Raramente mi capita di avvertire il bisogno di parlare di qualcosa. Ma quando ciò capita c’è un motivo valido. Stavolta a muovere il mio interesse è stato un gruppo di tre ragazzi con un nobilissimo fine: fare cultura divertendosi. Marco Campajola, Gianluca Campajola e Sara Santucci sono tre giovanissimi interpreti dell’avvenirismo gastronomico, che hanno dato vita ad un’idea chiamata PDM 360. Figli d’arte i primi due (il papà è il patron dello storico Bar La Caffettiera in Piazza dei Martiri, che fa spalla al PDM 360), di sangue toscano la ragazza. Un mix niente male.

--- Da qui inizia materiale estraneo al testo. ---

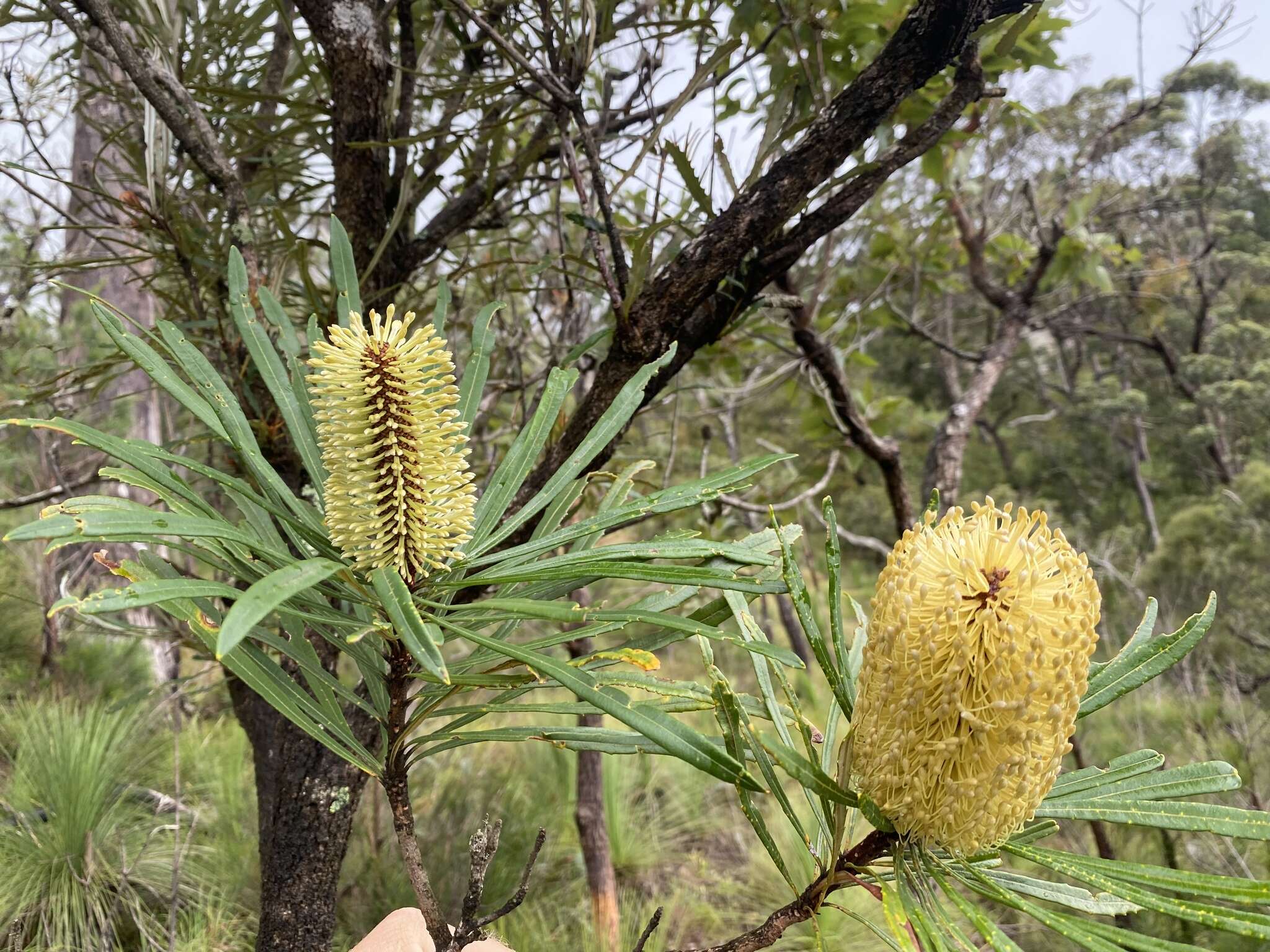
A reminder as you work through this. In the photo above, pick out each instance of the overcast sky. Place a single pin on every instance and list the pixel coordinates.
(1104, 40)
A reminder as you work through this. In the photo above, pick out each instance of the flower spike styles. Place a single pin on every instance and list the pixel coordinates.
(977, 658)
(399, 490)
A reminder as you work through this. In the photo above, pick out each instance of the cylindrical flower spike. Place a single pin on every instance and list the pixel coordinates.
(399, 491)
(977, 658)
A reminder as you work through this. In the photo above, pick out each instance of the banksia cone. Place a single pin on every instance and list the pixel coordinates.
(977, 658)
(399, 491)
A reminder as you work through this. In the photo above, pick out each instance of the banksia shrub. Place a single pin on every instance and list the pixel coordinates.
(399, 491)
(977, 658)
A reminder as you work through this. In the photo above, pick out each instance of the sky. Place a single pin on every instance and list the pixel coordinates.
(1103, 41)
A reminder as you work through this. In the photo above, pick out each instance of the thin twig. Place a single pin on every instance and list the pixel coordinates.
(648, 931)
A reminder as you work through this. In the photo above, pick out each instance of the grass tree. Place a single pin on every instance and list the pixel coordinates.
(386, 598)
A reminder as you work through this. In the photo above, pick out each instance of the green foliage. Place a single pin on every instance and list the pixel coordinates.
(286, 570)
(84, 861)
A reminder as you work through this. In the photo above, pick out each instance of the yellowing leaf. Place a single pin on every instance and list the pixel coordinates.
(644, 660)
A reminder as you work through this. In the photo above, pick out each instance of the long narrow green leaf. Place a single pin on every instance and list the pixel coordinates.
(1189, 884)
(1132, 669)
(141, 594)
(300, 426)
(990, 931)
(343, 272)
(802, 601)
(668, 500)
(675, 549)
(477, 369)
(1235, 920)
(225, 405)
(728, 715)
(629, 399)
(441, 310)
(158, 369)
(1186, 781)
(1166, 814)
(641, 571)
(1077, 782)
(1140, 635)
(424, 640)
(1064, 894)
(518, 461)
(677, 739)
(266, 596)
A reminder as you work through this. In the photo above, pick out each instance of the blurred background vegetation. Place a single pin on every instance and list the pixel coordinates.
(1133, 407)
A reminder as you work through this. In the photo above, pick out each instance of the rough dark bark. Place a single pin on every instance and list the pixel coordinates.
(306, 799)
(883, 451)
(99, 161)
(946, 456)
(809, 902)
(689, 302)
(355, 42)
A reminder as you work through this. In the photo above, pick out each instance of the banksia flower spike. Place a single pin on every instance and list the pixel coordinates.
(977, 658)
(399, 491)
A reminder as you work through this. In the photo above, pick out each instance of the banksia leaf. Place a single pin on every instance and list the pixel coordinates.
(399, 491)
(977, 658)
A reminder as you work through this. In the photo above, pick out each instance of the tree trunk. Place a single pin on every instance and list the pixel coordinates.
(306, 798)
(946, 457)
(99, 162)
(593, 823)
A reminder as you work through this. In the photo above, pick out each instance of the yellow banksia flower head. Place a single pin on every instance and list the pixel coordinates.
(977, 658)
(399, 491)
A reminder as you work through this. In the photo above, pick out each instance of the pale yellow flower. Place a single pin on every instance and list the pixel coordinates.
(399, 491)
(977, 658)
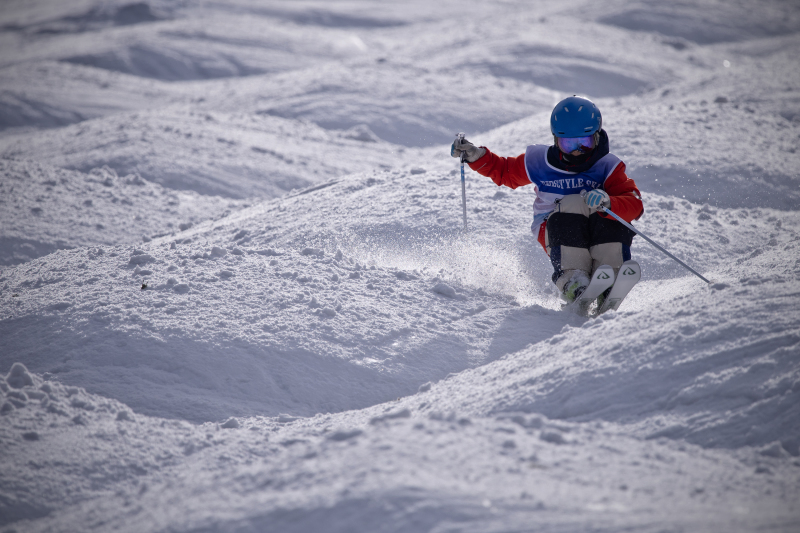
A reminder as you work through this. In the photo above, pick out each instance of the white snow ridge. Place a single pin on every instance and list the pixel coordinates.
(236, 294)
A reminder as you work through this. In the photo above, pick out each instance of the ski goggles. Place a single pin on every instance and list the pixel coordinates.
(571, 144)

Il PDM si presenta come un Bar moderno, ma è molto di più. Qui l’intento non è tanto dar da bere agli assetati, ma piuttosto sfidare la mediocrità, purtroppo incalzante in una zona di Napoli spesso affollata da orde di avventori alla ricerca di cibi e bevande easy, spostare l’asse della movida verso un nuovo luogo del gusto, stuzzicare la clientela con prodotti unici poiché creati al momento. Prodotti nuovi, marchi storici, comunicazione via internet, rapporto qualità/prezzo e grande maestria nel creare ed eseguire cocktails sono solo una parte del credo del PDM.

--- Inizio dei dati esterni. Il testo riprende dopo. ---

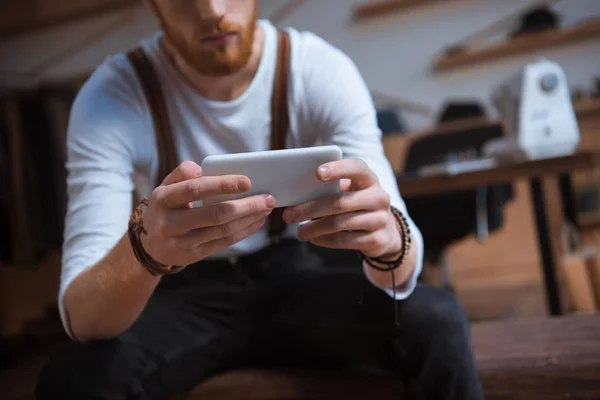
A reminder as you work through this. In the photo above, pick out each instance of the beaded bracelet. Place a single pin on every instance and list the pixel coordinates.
(136, 228)
(404, 228)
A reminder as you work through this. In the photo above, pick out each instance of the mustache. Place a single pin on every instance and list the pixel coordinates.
(213, 27)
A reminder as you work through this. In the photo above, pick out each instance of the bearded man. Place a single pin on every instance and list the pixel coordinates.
(141, 332)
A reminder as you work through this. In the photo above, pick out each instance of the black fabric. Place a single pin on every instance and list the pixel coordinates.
(390, 122)
(279, 307)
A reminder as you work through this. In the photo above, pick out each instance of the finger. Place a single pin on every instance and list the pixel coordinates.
(364, 200)
(198, 237)
(217, 214)
(184, 192)
(345, 185)
(216, 245)
(363, 241)
(354, 169)
(186, 170)
(353, 221)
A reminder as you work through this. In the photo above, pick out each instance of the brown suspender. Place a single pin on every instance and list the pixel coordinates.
(165, 143)
(168, 159)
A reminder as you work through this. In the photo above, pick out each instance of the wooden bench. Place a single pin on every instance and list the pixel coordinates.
(517, 359)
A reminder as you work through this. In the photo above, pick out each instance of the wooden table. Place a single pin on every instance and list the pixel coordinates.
(412, 185)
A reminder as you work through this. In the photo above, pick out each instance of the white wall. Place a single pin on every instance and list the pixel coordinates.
(395, 53)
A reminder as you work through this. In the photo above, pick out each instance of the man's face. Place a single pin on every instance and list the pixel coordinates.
(214, 36)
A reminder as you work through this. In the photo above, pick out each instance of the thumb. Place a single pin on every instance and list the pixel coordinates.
(185, 171)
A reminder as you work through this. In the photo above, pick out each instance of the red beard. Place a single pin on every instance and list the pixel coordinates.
(214, 61)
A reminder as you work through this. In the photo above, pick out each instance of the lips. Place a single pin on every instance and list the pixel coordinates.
(221, 38)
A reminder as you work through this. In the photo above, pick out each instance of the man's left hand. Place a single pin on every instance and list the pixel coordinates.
(358, 218)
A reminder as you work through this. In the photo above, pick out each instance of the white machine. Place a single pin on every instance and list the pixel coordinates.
(537, 109)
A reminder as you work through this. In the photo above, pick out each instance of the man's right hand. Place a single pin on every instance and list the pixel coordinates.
(180, 234)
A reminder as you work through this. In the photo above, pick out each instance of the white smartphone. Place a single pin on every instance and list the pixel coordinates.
(289, 175)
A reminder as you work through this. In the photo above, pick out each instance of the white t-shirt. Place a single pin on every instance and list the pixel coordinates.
(111, 142)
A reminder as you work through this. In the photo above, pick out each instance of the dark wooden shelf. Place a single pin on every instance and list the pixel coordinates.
(372, 9)
(589, 220)
(587, 107)
(519, 45)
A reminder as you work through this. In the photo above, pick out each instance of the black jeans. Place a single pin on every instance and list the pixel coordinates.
(281, 306)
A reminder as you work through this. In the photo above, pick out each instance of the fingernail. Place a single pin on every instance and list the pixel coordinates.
(288, 215)
(324, 172)
(270, 200)
(242, 185)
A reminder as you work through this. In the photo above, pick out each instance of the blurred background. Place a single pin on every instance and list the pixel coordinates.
(513, 239)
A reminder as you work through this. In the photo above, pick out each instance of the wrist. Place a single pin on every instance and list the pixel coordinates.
(395, 248)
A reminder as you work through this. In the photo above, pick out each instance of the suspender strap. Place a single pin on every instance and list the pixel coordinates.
(165, 144)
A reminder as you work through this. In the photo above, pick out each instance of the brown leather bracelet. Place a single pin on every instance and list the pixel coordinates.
(136, 228)
(403, 227)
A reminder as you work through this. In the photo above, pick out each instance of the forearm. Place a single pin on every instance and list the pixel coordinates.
(106, 299)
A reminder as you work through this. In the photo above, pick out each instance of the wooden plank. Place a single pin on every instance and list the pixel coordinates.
(378, 8)
(33, 15)
(438, 184)
(519, 45)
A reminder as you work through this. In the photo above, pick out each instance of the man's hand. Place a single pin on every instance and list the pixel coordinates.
(358, 218)
(180, 234)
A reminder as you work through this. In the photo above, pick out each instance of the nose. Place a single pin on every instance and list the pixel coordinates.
(211, 9)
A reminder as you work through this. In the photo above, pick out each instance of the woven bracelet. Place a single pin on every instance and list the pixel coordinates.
(404, 228)
(136, 228)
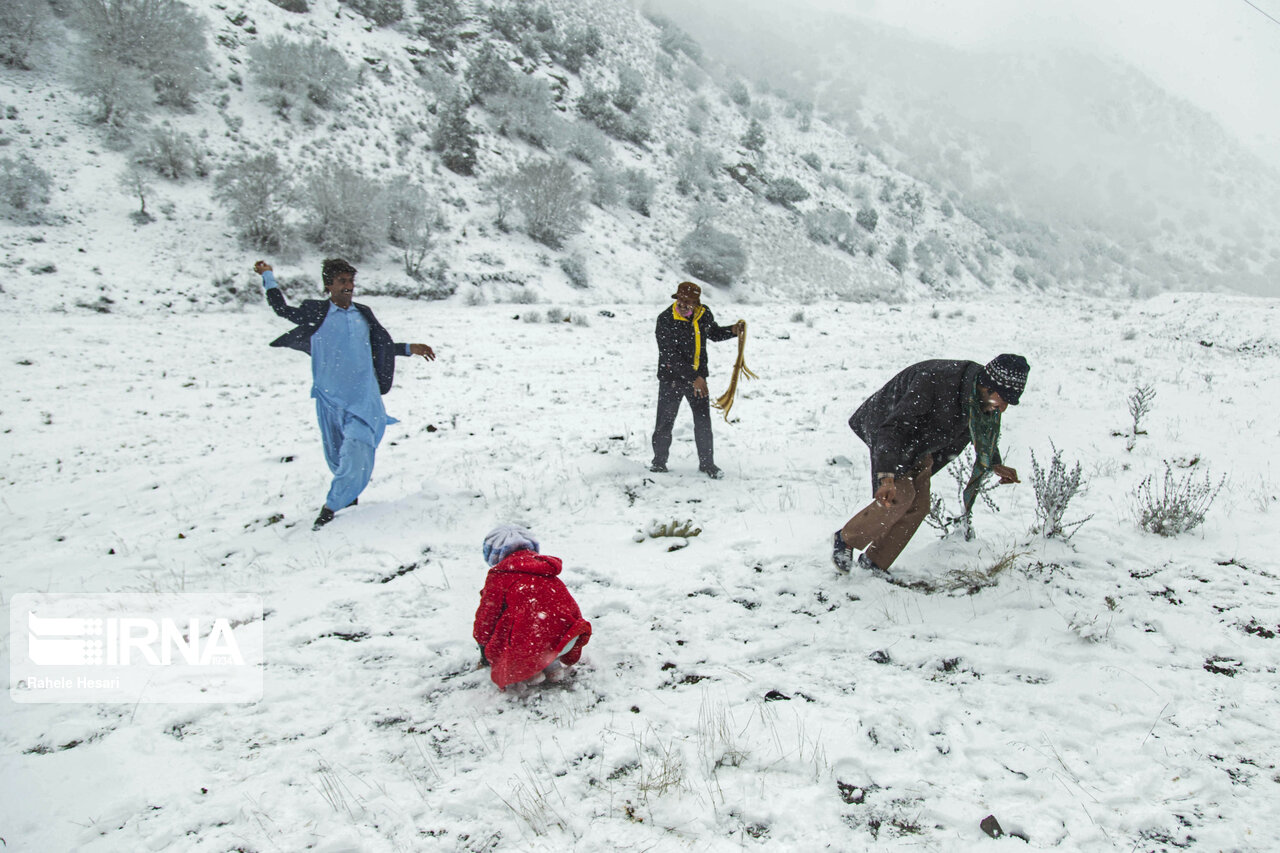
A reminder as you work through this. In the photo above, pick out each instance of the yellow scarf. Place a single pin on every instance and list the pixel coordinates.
(698, 332)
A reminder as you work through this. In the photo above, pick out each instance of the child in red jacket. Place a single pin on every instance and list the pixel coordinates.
(528, 625)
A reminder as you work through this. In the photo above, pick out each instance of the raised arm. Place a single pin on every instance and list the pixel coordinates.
(717, 332)
(274, 297)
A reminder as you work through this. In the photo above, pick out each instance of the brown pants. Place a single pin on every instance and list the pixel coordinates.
(881, 530)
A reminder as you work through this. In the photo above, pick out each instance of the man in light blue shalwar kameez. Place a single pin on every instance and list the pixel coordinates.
(352, 366)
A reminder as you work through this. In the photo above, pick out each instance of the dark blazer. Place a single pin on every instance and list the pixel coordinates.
(922, 410)
(310, 316)
(676, 345)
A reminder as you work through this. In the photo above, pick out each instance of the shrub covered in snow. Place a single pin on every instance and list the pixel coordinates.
(549, 197)
(713, 255)
(173, 154)
(257, 194)
(1055, 488)
(640, 188)
(897, 255)
(1174, 505)
(344, 211)
(575, 269)
(785, 191)
(295, 72)
(23, 188)
(23, 23)
(380, 12)
(455, 137)
(525, 112)
(163, 40)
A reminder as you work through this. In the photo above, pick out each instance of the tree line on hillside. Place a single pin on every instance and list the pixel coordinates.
(141, 55)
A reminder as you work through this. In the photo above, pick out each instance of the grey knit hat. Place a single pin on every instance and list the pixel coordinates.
(1005, 374)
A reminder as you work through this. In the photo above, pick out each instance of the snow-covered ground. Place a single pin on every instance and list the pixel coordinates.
(1118, 692)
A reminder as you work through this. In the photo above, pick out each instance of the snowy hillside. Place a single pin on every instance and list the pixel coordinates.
(673, 163)
(1079, 163)
(1115, 692)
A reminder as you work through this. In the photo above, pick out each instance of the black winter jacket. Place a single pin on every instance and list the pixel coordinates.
(310, 316)
(922, 410)
(676, 345)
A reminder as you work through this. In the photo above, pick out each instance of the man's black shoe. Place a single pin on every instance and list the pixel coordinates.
(865, 564)
(323, 519)
(841, 555)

Marco e Gianluca, due Barman insospettabili, dalla formazione umanistica e la preparazione frutto dei corsi seguiti presso la Federazione Italiana Barman e la specializzazione in Mixology e Molecolare, si alternano nei ruoli di intrattenitore ed alchimista. Li si può vedere spiegare ai clienti gli stili di birra, decantare le qualità dell’insaccato appena arrivato ed inserito a far da compagno all’aperitivo, e poi, un attimo dopo, armeggiare pistole a fuoco o intrappolare fumo in un bicchiere. E dietro di loro anche nuovi adepti in via di formazione, è ora il turno di Fabio Cincini, già abilissimo apprendista barman. Qui non ci si ferma mai, poiché il progetto è ambizioso. La loro idea è come il simbolo di una generazione che non si accontenta di vendere prodotti, poiché bramosa di crearli e condividerli.

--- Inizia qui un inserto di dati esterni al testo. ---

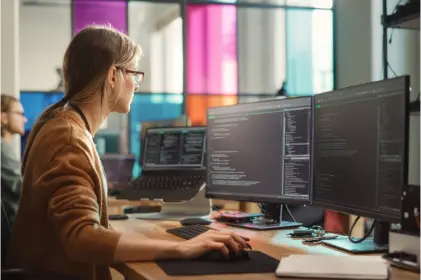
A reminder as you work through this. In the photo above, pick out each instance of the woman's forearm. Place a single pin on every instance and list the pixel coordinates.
(135, 247)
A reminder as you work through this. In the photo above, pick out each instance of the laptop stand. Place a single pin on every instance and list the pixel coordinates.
(198, 207)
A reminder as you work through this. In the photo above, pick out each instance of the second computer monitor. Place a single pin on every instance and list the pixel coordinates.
(260, 152)
(361, 155)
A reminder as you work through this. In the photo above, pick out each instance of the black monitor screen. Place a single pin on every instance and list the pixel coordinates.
(360, 148)
(177, 147)
(260, 151)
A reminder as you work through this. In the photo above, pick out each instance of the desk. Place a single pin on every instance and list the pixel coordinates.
(275, 243)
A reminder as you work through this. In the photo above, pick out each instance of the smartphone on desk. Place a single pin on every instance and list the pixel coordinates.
(114, 217)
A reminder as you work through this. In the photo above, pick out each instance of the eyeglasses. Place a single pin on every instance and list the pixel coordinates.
(17, 113)
(138, 75)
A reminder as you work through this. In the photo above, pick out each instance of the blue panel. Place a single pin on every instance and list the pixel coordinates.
(146, 107)
(309, 51)
(34, 103)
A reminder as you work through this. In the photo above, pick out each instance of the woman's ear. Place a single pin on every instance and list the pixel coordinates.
(111, 77)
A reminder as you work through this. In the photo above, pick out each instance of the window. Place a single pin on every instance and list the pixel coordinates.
(309, 55)
(157, 28)
(99, 12)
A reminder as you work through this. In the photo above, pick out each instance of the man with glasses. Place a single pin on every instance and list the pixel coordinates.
(12, 122)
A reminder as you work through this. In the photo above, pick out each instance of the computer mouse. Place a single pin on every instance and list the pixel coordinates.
(195, 221)
(217, 256)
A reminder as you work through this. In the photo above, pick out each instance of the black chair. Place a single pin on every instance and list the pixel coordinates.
(18, 273)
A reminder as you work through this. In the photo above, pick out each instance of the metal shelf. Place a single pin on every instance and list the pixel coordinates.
(407, 16)
(415, 108)
(411, 21)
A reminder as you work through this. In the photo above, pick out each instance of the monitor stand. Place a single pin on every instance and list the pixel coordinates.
(378, 244)
(263, 223)
(198, 207)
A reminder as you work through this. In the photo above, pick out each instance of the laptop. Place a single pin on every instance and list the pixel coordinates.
(118, 169)
(173, 165)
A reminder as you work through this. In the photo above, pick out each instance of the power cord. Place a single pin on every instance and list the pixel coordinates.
(356, 241)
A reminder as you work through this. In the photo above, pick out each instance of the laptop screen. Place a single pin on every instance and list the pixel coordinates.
(118, 168)
(174, 148)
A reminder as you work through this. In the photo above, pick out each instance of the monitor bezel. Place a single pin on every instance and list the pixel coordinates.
(354, 210)
(261, 199)
(146, 168)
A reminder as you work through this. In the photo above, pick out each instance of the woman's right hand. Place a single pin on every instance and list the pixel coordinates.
(212, 240)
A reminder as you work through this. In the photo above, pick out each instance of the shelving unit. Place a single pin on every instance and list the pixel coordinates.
(410, 20)
(408, 236)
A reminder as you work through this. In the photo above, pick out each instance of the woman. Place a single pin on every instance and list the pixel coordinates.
(12, 122)
(62, 221)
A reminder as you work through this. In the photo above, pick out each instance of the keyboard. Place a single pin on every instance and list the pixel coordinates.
(189, 232)
(175, 182)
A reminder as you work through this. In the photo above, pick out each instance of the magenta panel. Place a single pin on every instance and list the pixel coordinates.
(211, 49)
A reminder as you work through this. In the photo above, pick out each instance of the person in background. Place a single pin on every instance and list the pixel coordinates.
(12, 122)
(62, 223)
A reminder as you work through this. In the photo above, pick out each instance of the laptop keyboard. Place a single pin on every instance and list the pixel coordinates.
(169, 182)
(188, 232)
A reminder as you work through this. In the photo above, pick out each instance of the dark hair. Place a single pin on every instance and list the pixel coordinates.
(6, 102)
(88, 58)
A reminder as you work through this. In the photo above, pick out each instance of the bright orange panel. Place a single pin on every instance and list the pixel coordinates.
(197, 105)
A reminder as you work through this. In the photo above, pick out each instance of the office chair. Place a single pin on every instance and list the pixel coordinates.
(18, 273)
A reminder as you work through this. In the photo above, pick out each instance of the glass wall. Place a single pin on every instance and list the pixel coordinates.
(196, 54)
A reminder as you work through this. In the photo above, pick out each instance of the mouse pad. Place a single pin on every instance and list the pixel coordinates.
(258, 263)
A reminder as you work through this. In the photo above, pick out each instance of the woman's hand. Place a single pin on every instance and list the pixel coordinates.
(210, 241)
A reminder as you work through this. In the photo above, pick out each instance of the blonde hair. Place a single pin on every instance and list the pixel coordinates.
(88, 58)
(6, 102)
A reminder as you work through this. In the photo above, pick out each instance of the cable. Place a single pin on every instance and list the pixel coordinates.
(391, 69)
(289, 213)
(418, 97)
(364, 237)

Creazione, dunque, ma non solo. Gli spazi esterni del PDM 360, occupanti Piazza dei Martiri, il lussuosissimo salotto della Napoli costiera, sono spesso teatro di eventi di degustazione guidati dall’altrettanto insospettabile Gianmarco Antonelli (studioso del Diritto e oramai prossimo notaio), spesso accompagnato da Christian Santorelli (profondo conoscitore del mondo birrario), veri dispenser di nozioni raccontate ad un pubblico eterogeneo unito dalla volontà di sposare l’idea di fondo di questo progetto, appassionati e curiosi intenzionati a tornare a casa con “qualcosa in più” di ciò che si è bevuto e mangiato. La mia visita è stata la volta della degustazione di 7 birre abbinate a 7 piatti (Edelstoff abbinata a Fleischwurst e patate rosolate, Sierra Navada Porter per una zuppa toscana di farro e borlotti, O’Hara’s Stout per triangolini al bacon irlandesi, Orval su tagliere di insaccati e formaggi erborinati, Kwak su paté di fegatino alla “parisienne”, Jacobite Traquair abbinata a salsiccia di maiale rosolata in ale scura californiana, Blohemenbier per una sfogliatina riccia partenopea). Un evento insieme didattico e rilassante, premiato da un’ottima partecipazione.
Prima dell’inizio della serata, ho avuto modo di rivolgere alcune domande a Marco Campajola, ecco il resoconto:
– Qual è il concept di base del PDM 360 e come nasce?
Qui al PDM cerchiamo di offrire un prodotto nuovo. L’idea è quella di incuriosire la clientela con prodotti ricercati e diversi dal solito, come ad esempio cocktails realizzati con prodotti creati o raffinati da noi. Tutto ciò lo portiamo nel sangue, l’idea di incrementare la qualità, e poi incrementare ancora, è infatti una sorta di marchio di fabbrica, ereditato da nostro padre.
– Qual è il vostro Main Aim?
Aumentare la cultura del bere. Insegnare a bere non per trend ma perché si sa cosa si vuole. Per portare la clientela su questa strada ci siamo sforzati a ricreare cocktails quasi estinti, ma abbiamo imparato anche le tecniche biomolecolari. Ci siamo inventati il “Negroni in botte”, abbiamo aromatizzato gli zuccheri, affumicato i cocktails, introdotto i tiki cocktails…
– Qualità, dunque, ma si può fare?
La risposta è si, ma bisogna saper attendere. Educare è una sfida affascinante ma richiede molto tempo. Non bisogna demoralizzarsi poiché la qualità, alla fine, vince sempre.